The collection begins this week and is the biggest expansion to the way libraries gather data for hundreds of years, with plans for around a billion web pages per year to be captured and recorded for future generations to read.

Culture Minister Ed Vaizey MP said: "Preserving and maintaining a record of everything that has been published provides a priceless resource for the researchers of today and the future.

"So it's right that these long-standing arrangements have now been brought up to date for the 21st century, covering the UK's digital publications for the first time."

Starting on 6 April, the operation will run an automatic "web harvest" of 4.8 million UK websites amounting to around one billion pages.

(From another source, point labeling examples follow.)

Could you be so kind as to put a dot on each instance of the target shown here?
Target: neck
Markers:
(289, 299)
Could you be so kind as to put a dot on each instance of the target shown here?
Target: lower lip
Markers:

The process is expected to take three months, followed by two months of processing the data to make it easily searchable in the British Library's database, which already holds 750 million pages of newsprint.

Previously, under the 2003 Legal Deposit Library Act, libraries were given copies of all major print publications, but had to ask permission each time they wanted to store something published online; now, the libraries involved will be granted access to all UK online publications.

Along with the British Library, the National Libraries of Scotland and Wales, the Bodleian Libraries in Oxford, Cambridge University Library and Trinity College Library Dublin will all help to gather the data and make it available for visitors.

Social networking

The archive will include everything from mainstream news websites - including access to content previously locked behind paywalls - to blogs, forums and eventually content from social networks, such as tweets and Facebook posts made by users with their privacy settings set to public.

While only posts and messages published publically will be harvested, this is a step too far according to Nick Pickles, director of UK privacy campaign group Big Brother Watch, who told the Financial Times:

"The danger of unintended consequences is magnified by how wide they've cast the net."

Pickles said that many people who use these social networking sites may not realise what they upload to the public web would be preserved forever.

Swallowed by a black hole

"Ten years ago, there was a very real danger of a black hole opening up and swallowing our digital heritage," said Roly Keating, chief executive of the British Library, "with millions of web pages, e-publications and other non-print items falling through cracks of a system that was devised primarily to capture ink and paper."

Such items to fall through the cracks include online reports of major news events, and where stories have been broken on Twitter and blogs, but have not appeared in as much detail or with as much analysis in printed publications.

Lucie Burgess, project leader at the British Library, said: "If you want a picture of what life is like today in the UK you have to look at the web. We have already lost a lot of material, particularly around events such as the 7/7 London bombings or the 2008 financial crisis.

"That material has fallen into the digital black hole of the 21st century because we haven't been able to capture it. Most of that material has already been lost or taken down. The social media reaction has gone."

To preserve the web archives, data will be stored on numerous servers across the country and there will be self-replicating copies to ensure nothing is lost if a server is damaged.